Any color seems to be fine, except that darker colors heat up faster in the sun. That might be alright in the spring, but might overheat them in the summer. I prefer to use a good quality latex myself as I think it "breaths" better. No need to paint the insides as the girls will decorate to suit themselves. YMMV

ETA: I have a close friend who is a retired paint chemist who still likes to dabble with paints...I get his culls and left overs. I asked him how long before I would have repaint..His answer was "not in your lifetime".:bouncy: Love it!


----------



## BjornBee (Jan 17, 2011)

White was probably a hold over from the days that almost all buildings were painted one of two colors....white or red.

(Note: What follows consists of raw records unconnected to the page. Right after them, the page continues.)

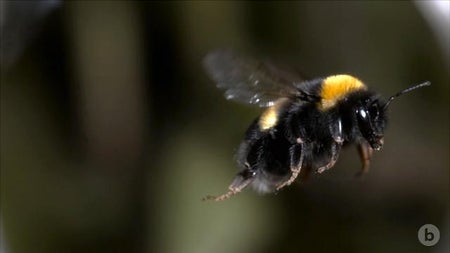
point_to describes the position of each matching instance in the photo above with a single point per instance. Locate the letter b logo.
(428, 235)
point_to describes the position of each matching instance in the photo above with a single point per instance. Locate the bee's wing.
(249, 81)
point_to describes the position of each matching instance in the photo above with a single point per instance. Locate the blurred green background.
(111, 132)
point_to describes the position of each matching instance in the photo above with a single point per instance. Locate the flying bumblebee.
(305, 125)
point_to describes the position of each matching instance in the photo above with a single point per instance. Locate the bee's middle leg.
(296, 150)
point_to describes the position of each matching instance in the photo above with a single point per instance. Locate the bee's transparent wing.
(248, 81)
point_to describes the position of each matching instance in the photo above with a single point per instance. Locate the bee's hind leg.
(242, 180)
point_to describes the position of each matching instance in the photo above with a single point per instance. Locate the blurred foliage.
(111, 133)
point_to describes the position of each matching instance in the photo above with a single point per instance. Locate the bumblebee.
(305, 125)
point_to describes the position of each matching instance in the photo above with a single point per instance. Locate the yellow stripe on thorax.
(334, 88)
(269, 118)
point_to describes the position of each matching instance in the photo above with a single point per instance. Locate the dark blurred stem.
(107, 56)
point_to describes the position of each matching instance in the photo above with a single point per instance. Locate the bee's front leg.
(241, 180)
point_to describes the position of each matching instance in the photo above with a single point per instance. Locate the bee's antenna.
(427, 83)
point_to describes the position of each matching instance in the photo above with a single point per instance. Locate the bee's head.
(371, 116)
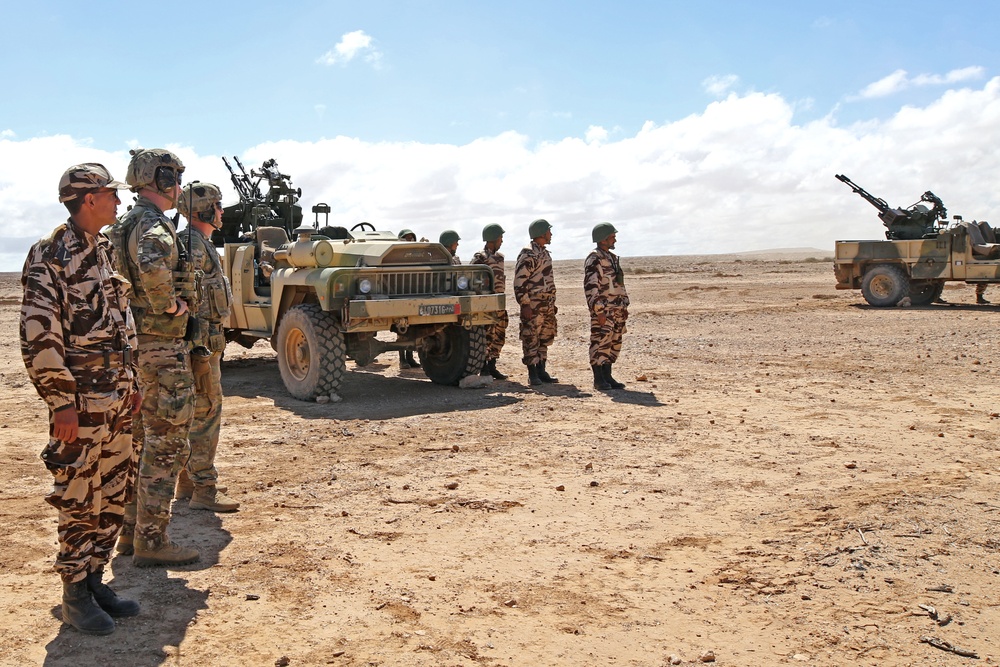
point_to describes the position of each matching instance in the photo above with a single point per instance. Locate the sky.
(694, 127)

Usually a white house, and a red barn. That is what the local store carried.

I think many colors are fine, the bees do not care. You should not use real dark colors as this may lead to problems with heat in the summer in southern location.

Do not paint the inside of the hive. The wood actually provides a certain amount of moisture control and other benefits.

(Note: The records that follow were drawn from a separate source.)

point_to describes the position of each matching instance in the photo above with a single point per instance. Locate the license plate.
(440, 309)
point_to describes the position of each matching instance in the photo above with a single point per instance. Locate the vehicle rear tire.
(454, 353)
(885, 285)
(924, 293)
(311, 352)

Oil based paint is fine for the outside.

Most of my paint comes from picking over the "ooops" paint section of a few paint stores.

I do have several apiaries that have all the boxes painted white. They are farms that are part of a historical "rails and trails" map, which includes their farm or bed and breakfast. They want all their hives for the visitors to be neat, painted white, etc. 

I have no problems providing this request. Afterall, all their building are not painted a multitude of pastel colors.


----------



## alleyyooper (Apr 22, 2005)

We don't use paint on our hives. Instead we buy OOP's siding and fence stain which seems to work just fine for us.
We are intergrated bee keepers so we have all colors from dark brown to white.
Mosty of the stain cost us $5.00 for a gallon to $15.00 for 5 gallons.
I have even seen OOP's stain and paint at Wal Mart.















































 Al


----------



## vallyfarm (Oct 24, 2006)

Thanks guys. I'll go looking for the oops section next time I'm in town.:cowboy: Mike


----------



## Kmac15 (May 19, 2007)

DH said I had to much time on my hands waiting for my first bees LOL I painted mine all white then went back and used a bee stamp to 'decorate' my hives..then went back again and painted the inside of the bees with gold paint and added little dashes between the bees..you know.. to make it look like the bees were flying all over the outsides LOL Well, they're my hives and I like looking at them!!


----------



## Kmac15 (May 19, 2007)

OH and on my honey supers I painted a skep and the word Honey in yellow and outlined in black...didn't want the girls to misunderstand what the box was for ya know.


----------



## springvalley (Jun 23, 2009)

LOL... Sure hope your bees don't get confused and go stinging your box thinking it's a swarm coming to take their honey!!... Wonder if bees can read.... or know what a skep is if they've only been in hives... hummmm.... I'm sure they look beautiful and your bees will enjoy them, too.


----------



## DownHome (Jan 20, 2006)

We have mostly white, but my husband made me some queen castles this year out of deeps, so I painted them pink. My son is starting his first hive this year. He painted it white with red polka dots. Looks pretty cute actually, but a lot of work just have a painted hive.

downhome


----------